UNPRECEDENTED all this may be in our own experience, but the resonances with past lives are only too evident. One of my churches — a beautiful, 14th-century building dedicated in memory of St Margaret of Antioch — stands next to an ancient moat, surrounded by fields and water meadows. In its side chapel is the improbably spectacular table tomb of Sir John Shurley (d.1631).

Beneath a tall, coffered arch, he and his two wives lie on slabs: he in the middle, one wife below, and one above. At the foot is a row of kneeling alabaster children: seven girls and two little boys. The boys and two of the girls hold skulls, showing that they died in childhood; five out of nine survived. Better than 50 per cent, but a sobering record of deaths through infant mortality and contemporary plague.

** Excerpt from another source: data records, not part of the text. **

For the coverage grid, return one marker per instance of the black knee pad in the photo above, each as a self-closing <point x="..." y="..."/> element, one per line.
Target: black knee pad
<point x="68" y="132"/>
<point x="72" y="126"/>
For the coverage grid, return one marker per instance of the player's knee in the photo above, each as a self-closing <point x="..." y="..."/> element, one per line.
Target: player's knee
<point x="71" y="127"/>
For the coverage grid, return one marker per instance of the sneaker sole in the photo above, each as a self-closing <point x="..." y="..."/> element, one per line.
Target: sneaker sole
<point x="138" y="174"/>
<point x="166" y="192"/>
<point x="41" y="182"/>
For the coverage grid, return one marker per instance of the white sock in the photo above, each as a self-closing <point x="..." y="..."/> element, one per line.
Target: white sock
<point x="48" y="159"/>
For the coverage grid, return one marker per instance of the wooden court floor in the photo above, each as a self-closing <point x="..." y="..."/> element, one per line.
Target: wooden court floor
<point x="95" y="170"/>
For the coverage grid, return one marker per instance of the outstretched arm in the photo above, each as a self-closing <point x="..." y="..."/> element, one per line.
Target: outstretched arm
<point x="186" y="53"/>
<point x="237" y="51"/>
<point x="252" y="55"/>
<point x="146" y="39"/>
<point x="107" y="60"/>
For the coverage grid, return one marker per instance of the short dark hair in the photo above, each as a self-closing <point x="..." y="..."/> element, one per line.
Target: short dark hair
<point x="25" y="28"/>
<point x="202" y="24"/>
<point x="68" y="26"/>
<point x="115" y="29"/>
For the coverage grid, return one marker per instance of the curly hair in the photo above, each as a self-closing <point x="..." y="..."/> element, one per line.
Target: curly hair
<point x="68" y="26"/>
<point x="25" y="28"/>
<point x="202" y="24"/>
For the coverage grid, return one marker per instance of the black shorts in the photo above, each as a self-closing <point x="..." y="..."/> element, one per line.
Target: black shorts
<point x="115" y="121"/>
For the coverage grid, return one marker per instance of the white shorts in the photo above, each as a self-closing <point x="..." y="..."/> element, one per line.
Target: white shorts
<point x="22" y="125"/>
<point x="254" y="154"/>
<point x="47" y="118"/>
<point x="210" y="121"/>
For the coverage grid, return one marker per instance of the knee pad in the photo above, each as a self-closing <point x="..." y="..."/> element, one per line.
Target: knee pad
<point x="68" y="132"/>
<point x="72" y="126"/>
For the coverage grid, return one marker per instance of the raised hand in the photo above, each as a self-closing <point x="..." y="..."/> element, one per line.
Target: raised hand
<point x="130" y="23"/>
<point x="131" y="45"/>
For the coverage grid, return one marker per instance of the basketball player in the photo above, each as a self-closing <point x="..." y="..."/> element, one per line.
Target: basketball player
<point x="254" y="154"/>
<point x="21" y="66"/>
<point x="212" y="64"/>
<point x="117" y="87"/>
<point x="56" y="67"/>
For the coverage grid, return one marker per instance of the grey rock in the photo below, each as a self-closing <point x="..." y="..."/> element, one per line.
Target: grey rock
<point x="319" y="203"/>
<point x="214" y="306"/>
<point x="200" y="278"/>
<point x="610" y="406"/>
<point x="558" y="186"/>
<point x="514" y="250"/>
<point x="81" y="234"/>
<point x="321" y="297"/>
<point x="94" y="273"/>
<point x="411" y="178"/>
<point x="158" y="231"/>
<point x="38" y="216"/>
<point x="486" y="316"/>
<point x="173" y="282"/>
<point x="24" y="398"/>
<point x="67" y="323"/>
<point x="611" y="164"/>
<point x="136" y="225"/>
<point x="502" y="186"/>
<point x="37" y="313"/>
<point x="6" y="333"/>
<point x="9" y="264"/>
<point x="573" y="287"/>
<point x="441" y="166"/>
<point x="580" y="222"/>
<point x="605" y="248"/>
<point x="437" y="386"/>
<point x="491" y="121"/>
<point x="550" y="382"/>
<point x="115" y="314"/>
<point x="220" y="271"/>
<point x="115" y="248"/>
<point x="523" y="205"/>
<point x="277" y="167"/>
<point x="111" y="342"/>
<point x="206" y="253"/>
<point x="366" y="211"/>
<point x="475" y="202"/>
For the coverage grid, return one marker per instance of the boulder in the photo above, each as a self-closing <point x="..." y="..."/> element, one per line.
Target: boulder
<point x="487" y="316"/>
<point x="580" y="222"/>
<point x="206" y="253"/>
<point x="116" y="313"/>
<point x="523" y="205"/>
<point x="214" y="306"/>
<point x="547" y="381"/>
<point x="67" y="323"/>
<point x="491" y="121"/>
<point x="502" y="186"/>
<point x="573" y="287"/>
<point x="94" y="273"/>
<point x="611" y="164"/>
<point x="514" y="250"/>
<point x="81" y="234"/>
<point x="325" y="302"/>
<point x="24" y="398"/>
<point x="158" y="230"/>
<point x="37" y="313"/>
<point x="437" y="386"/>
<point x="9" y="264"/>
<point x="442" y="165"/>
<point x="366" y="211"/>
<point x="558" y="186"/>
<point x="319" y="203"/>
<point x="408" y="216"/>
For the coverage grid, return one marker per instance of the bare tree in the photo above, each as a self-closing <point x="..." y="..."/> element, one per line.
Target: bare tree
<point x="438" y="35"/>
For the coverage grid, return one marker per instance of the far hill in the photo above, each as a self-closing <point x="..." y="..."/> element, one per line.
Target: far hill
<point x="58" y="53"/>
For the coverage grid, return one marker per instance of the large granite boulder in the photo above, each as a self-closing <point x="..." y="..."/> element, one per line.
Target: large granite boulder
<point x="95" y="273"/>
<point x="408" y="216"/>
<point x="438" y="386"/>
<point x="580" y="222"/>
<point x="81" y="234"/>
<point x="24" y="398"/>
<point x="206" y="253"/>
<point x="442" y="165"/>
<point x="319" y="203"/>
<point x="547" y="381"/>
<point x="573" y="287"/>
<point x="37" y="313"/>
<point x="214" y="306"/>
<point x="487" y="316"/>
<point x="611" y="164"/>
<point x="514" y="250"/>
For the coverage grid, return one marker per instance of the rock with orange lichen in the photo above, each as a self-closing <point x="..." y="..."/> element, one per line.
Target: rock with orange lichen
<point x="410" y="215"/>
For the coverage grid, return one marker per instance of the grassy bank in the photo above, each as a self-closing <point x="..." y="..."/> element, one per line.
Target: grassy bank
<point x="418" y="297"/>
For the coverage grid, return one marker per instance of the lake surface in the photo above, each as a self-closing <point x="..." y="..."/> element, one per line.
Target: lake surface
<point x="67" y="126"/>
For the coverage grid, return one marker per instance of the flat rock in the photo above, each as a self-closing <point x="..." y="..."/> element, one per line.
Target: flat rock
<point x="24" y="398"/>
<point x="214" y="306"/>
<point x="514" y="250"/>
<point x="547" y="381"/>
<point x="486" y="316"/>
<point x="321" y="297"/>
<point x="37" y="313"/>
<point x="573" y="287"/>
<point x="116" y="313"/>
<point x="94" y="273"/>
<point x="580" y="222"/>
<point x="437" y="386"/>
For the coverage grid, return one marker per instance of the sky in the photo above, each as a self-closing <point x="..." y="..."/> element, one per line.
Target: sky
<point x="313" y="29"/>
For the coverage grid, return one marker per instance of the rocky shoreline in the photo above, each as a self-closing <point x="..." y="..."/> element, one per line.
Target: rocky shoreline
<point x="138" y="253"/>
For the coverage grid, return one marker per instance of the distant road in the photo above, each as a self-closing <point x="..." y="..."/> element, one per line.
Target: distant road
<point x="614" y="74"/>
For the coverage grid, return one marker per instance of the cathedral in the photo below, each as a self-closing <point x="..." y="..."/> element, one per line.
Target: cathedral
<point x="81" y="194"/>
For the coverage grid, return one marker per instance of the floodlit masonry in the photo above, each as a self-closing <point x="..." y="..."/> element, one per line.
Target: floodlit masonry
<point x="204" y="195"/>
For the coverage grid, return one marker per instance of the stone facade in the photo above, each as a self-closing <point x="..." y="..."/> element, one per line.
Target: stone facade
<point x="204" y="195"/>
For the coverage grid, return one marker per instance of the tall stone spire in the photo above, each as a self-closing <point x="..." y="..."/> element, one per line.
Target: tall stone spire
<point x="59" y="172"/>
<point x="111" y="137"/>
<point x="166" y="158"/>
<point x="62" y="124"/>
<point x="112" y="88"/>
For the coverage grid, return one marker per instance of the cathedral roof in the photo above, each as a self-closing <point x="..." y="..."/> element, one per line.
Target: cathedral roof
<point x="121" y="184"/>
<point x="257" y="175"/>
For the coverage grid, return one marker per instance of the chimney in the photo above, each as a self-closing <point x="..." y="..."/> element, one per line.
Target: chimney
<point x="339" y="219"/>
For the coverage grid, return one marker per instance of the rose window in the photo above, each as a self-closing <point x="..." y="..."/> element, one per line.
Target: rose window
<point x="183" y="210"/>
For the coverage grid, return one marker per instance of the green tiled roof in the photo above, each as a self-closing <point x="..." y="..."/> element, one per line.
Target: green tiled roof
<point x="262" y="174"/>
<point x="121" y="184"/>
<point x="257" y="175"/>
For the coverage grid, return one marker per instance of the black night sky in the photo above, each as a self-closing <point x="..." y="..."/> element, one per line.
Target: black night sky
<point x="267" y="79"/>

Although neither of the wives is named, the names of their fathers are proudly recorded to establish their pedigree. The second wife’s epitaph always resonates with me: “Her Devotions were her Dailey offerings to God, her Mercy sure against Condemnation, and all her Minutes were but steps to Heaven.”

As I take pleasure in little things, amid the weirdness of it all — in all the busy-ness and passivity, in the telephoning and podcasting, in sitting in a garden listening to birdsong, and remembering and giving thanks for the many people who have touched my life — maybe these minutes can be my steps to heaven, too.

 

The Revd John Wall is Rector of the Uckfield Plurality in East Sussex.